January 4, 2007 (historic date)


But you won't see it until I've received and approved a first copy, which will arrive from Lulu's UK printers within 3-5 days, so they say. It won't appear on Lulu's website until I've given the go-ahead but after that you'll be able to preview some pages on my shopfront there and, yes! Get your orders in!

In the wee small hours of this morning I held my breath and uploaded the whole 80+ megabytes PDF to Lulu, which took about 80 nervous minutes and then did another upload for the front and back covers, then some fiddling with options for inserting title and author on the spine, then completely stopped breathing as I waited for the finished book to come up on screen, confirming the upload.

I must admit, even if I say so myself, it looked terrific. But will it look as good printed on paper? Call me a doubting thomasina perfectionista fusspot, but that's what I worry about night and day. Anyway, the cover text won't be blurred as it looks here - that's only because I've reduced this file to more blog-friendly dimensions.

Full cover, God Interviews

PERMALINK (to the cover)

You will have noted that I don't mention a black and white version. That's because there isn't one, at least not now and, perhaps, not later. When I saw the thin pale grey washed-out trial result of printing my tonal images in bl & wh, I realised the only way it would work was if I started from scratch and re-drew the whole book in line and solid black only. I can't face undertaking such a huge task at the moment and besides, I want to see the book in print right now and what's more, the colour is so much a part of it that I'm not sure I could let it go, even if it means losing some customers because of the higher price of colour printing.

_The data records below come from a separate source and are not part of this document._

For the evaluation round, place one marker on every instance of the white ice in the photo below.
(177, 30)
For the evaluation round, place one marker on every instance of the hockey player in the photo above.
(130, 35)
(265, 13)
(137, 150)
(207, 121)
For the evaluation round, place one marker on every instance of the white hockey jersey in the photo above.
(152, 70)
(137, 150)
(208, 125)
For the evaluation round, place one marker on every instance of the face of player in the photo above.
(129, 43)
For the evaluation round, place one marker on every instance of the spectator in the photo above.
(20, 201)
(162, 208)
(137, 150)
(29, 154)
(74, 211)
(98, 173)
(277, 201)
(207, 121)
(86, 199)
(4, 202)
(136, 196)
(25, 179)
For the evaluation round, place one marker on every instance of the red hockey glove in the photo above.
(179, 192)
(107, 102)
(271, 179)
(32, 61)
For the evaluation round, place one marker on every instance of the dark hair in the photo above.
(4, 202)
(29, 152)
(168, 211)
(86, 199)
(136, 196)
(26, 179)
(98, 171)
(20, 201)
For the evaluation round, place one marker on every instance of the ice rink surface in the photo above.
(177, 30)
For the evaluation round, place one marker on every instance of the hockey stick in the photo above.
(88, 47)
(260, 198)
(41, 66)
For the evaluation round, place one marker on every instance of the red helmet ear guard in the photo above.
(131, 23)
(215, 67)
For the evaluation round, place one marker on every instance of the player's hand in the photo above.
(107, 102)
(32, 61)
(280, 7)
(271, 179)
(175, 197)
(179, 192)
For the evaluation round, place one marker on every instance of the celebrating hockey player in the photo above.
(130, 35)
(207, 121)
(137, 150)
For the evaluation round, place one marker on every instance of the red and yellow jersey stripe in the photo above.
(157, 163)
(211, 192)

Which brings us to the subject of money. I said I would post a production journal for the benefit of those interested in the process of self-publishing. I'll start with the hardest part: economics, the grim reality. (The figures below are for digital colour print-on-demand from I got quotes from other companies, all of them considerably higher).

The printing cost to me for one copy of TGI in colour is £11.75 ($21.23) plus various other expenses, making it about £15 per book. I have set my initial selling price at £23.75 ($46.54) out of which my revenue from Lulu will be £10.29 ($20.17). When my book appears on Amazon and other booksellers, the price will be hugely discounted, which is how they work, and which is good for you but not so good for me, unless there are huge numbers of sales. At the selling price I've set (which may have to increase in future), I will not be covering my costs but I want to start low and see how it goes. If you're in U.S.A. and think in dollars, $46.54(plus postage from Lulu) may look like a lot of dough for a 112-page paperback book, even if it's in glorious technicolour, but wouldn't you spend that on a restaurant meal or a pair of shoes or a show, without thinking twice? Anyway, here's my plan:

I will organize a book launch/signing at some suitable venue in London (probably an independent bookshop) and hope that any of you in the vicinity will turn up. For this, I would order 100 copies of TGI from Lulu at a printing cost to me of £1004.47 ($1823), plus my buying these copies from Lulu, plus shipping. I would sell these copies at £23.75 and might be able to buy a bottle of wine on the proceeds. See how crazy the publishing game is? But wait, I'll tell you all about the process in the next post.

Meanwhile, let us all rejoice and drink a toast to the birth of this beautiful baby, a great start to 2007. I'm counting on you all to make it a roaring success by word-of-mouth, word-of-blog, word of honour/honor. Here's a good chance to demonstrate the power of bloggery, the influence of the internet. If a pop band can skyrocket to mega stardom only by becoming popular on the net, why shouldn't the same thing happen to a bunch of interviews with God?